Thursday, November 21, 2024

World Bank: Nearshoring currently accounts for 0.2% of Mexican GDP

Multinational companies that have relocated to Mexico amid the nearshoring trend only generate around 0.2% of the country’s gross domestic product (GDP), according to the World Bank’s top official in Mexico.

Mark Thomas, the World Bank’s country director for Mexico, Colombia and Venezuela, cited the figure in an interview with the El Economista newspaper during last week’s annual meetings of the World Bank and the International Monetary Fund in Washington D.C.

For her part, the Latin America head of S&P Global Ratings, María Consuelo Pérez, pointed out earlier this year that the “new” investment component of the total foreign direct investment ($36 billion) received by Mexico last year accounted for less than 0.3% of Mexico’s GDP.

According to the World Bank, Mexico’s GDP in 2023 was just under US $1.79 trillion.

Therefore, based on the estimate given by Thomas, the annual value of goods produced and services provided by companies that have recently relocated to Mexico is around $3.58 billion.

The World Bank official told El Economista that foreign companies’ impact on the economy is greater at the local level in places such as Monterrey, Nuevo León, as well as the northern border region and certain parts of the Bajío, a region that encompasses all or parts of several states including Querétaro, Guanajuato, Aguascalientes and Jalisco.

A portrait of Mark Thomas, World Bank's country director for Mexico, Colombia and Venezuela
Mark Thomas, World Bank’s country director for Mexico, Colombia and Venezuela, said that northern border states and the Bajío region have benefited more from nearshoring than other parts of the country. (World Bank)

El Economista described those parts of the country as the “big winners” when it comes to the relocation of foreign companies. The new federal government is aiming to spread the benefits of foreign investment more evenly across Mexico via a plan to create 10 “specialized” industrial corridors spanning all 32 federal entities.

Thomas expressed his support for that plan.

To attract more foreign companies to Mexico, the World Bank official said that issues such as water availability, energy supply and the cost of land need to be addressed. Insecurity, government policies and constitutional reforms such as the recently enacted judicial reform are among the other concerns of current and potential investors in Mexico.

Although he outlined some deterrents to foreign investment, Thomas characterized Mexico as the best nearshoring destination in Latin America and the Caribbean.

A cityscape of Monterrey, Nuevo León, the end point for a proposed train line connecting to Texas
Monterrey, Nuevo León, has been a top destination for nearshoring-style investment. (David Liceaga/Unsplash)

In addition to its proximity to the United States, Mexico is considered an attractive place to invest by foreign companies because it is party to the USMCA free trade pact and has affordable labor costs, among other reasons.

Thomas said that Mexico’s true competitors for foreign investment are located in Asia, namely the countries of Vietnam, Taiwan and South Korea.

Alicia Bárcena, Mexico’s current environment minister and former foreign affairs minister, warned in late 2023 that Vietnam could position itself as a more attractive option than Mexico for companies that are seeking to relocate, especially from China.

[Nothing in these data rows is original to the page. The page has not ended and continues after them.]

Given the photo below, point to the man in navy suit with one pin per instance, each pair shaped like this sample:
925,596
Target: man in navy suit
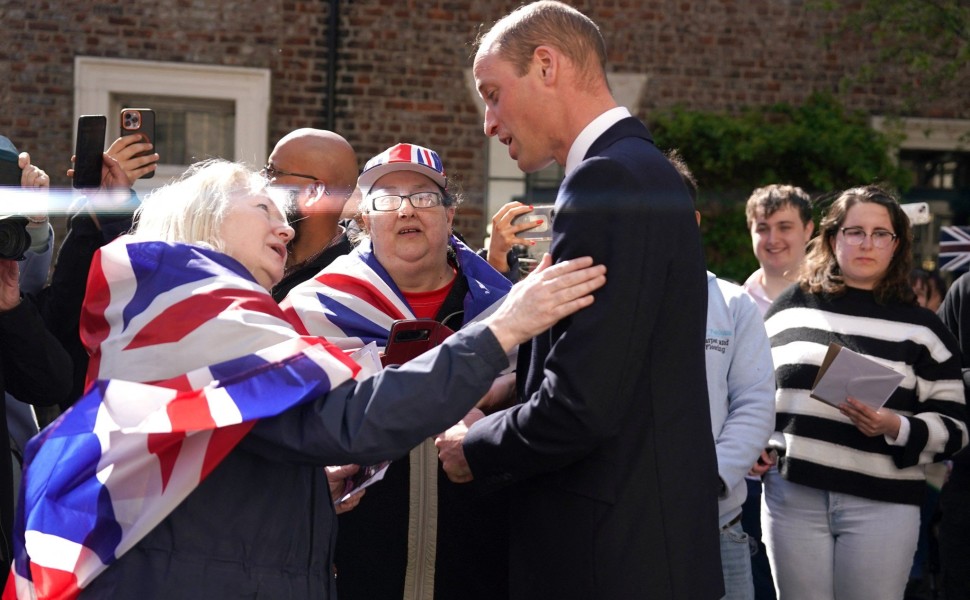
610,446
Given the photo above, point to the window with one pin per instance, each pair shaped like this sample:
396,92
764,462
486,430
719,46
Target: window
186,129
223,112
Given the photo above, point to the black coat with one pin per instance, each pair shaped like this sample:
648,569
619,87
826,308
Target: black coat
612,447
35,369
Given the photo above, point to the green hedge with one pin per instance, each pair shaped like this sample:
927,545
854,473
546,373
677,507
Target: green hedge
819,146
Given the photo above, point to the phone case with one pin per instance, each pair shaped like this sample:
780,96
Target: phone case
88,150
10,172
139,120
412,337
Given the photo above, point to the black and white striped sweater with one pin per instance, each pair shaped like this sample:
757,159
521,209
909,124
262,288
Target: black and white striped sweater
823,448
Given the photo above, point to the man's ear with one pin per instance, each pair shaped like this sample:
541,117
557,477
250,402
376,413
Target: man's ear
547,60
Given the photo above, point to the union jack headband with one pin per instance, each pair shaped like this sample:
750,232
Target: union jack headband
403,157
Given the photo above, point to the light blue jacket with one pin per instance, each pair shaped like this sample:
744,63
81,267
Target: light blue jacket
741,386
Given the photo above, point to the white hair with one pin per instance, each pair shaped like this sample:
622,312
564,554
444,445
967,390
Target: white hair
191,209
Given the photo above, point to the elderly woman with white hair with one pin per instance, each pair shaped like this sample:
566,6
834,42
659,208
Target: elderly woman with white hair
209,482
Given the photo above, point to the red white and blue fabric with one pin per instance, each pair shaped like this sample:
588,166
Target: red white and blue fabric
403,155
219,355
954,248
360,301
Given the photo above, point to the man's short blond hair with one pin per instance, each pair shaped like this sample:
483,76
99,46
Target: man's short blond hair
547,23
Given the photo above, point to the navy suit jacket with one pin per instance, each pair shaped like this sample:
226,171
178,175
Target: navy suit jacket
610,449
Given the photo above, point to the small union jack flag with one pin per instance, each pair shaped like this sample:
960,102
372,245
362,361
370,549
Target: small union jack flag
354,301
403,157
955,248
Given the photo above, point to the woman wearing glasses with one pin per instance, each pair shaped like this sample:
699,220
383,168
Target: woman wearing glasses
416,534
841,511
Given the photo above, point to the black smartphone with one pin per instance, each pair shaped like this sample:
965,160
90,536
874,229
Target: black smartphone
139,120
10,171
411,337
542,231
88,151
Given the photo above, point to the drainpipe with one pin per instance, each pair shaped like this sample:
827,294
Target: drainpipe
332,39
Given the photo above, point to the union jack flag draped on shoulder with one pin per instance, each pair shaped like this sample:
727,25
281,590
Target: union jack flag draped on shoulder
206,342
354,301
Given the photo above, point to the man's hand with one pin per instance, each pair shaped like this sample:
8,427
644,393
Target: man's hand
764,463
450,452
337,479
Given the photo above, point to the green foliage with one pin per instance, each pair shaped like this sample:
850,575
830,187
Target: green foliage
819,146
928,39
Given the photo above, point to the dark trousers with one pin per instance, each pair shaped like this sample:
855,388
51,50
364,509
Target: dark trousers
764,585
955,534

Which companies have recently relocated to Mexico? 

El Economista didn’t quote Thomas as referring to any specific foreign companies or time period when he spoke about nearshoring’s impact on Mexico’s GDP.

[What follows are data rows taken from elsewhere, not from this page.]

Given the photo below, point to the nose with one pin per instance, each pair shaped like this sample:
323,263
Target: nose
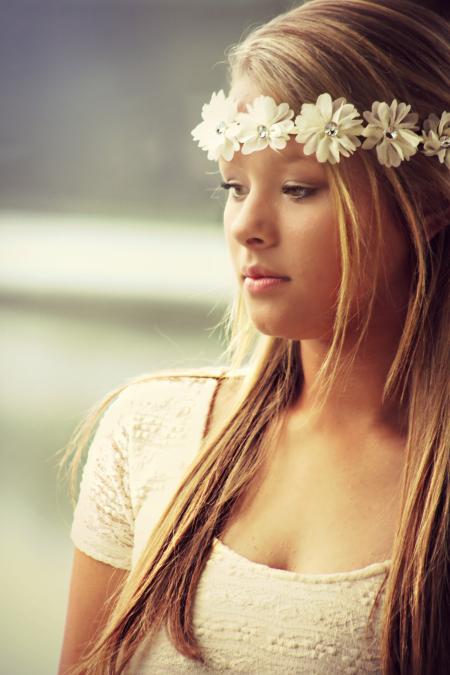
252,222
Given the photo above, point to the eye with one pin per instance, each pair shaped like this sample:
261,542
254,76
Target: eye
231,186
299,192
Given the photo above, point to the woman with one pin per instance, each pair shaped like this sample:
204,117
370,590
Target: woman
290,513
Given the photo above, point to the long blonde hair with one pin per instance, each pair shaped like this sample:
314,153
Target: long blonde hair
387,49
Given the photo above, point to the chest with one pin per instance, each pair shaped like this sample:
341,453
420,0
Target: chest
316,510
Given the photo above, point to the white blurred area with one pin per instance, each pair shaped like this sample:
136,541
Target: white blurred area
102,257
86,303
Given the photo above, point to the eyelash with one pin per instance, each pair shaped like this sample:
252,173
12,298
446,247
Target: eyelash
289,189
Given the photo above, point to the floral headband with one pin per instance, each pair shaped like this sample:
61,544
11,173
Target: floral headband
328,128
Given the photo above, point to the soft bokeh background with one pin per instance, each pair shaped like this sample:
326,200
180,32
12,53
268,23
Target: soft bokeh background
112,258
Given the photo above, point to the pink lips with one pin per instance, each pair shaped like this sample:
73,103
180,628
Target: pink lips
263,284
258,271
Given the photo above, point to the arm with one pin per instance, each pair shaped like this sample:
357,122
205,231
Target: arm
92,584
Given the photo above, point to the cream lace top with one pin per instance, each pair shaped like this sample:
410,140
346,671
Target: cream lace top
249,617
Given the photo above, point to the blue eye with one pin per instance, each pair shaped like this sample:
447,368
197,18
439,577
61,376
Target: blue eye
294,190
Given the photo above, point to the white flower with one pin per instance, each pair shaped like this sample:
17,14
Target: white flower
390,129
216,133
265,124
328,128
436,137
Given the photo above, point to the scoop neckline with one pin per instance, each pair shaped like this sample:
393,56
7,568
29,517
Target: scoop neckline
374,569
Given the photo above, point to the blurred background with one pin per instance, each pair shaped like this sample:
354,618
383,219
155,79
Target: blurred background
112,258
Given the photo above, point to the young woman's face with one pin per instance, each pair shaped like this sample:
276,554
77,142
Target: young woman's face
279,215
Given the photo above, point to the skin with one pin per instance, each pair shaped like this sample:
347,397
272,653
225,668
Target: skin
298,237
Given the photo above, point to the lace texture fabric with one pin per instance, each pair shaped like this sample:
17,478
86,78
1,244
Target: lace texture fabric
249,618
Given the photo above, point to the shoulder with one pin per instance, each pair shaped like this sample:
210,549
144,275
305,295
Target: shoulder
175,393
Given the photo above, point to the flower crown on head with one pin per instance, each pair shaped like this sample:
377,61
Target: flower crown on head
329,128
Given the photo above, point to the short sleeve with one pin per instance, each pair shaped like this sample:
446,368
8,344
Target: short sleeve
103,521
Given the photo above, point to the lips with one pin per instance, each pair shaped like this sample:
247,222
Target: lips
258,271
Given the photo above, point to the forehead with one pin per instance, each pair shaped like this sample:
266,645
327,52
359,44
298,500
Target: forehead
292,156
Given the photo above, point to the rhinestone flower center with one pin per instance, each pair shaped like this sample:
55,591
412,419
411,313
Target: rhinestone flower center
391,134
221,127
331,129
262,131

Mexico has been a nearshoring destination for decades, but in recent years has become an even more attractive destination for foreign investment for a range of reasons including the ongoing China-United States trade war, which began in 2018, and major disruptions to the global supply chain during the COVID pandemic.

Listed below are some of the foreign companies that have opened new plants or facilities in Mexico since 2019.

A number of major foreign companies, including automakers Tesla (U.S.) and BYD (China), tech company Google (U.S.), and Lingong Machinery Group (China), have announced significant investment plans for Mexico, but their proposed projects have not yet come to fruition.

Companies made investment announcements for Mexico totaling well over $100 billion last year, and more than $48 billion in the first seven months of 2024.

If the majority of the announced projects go ahead — of which there is no certainty — the contribution that foreign companies make to Mexico’s GDP could increase substantially in coming years.

President Claudia Sheinbaum, who is just short of completing one month in office, has sought to reassure companies that their current and future investments in Mexico are safe, and it appears that her government intends to be very proactive in seeking new investment in the country.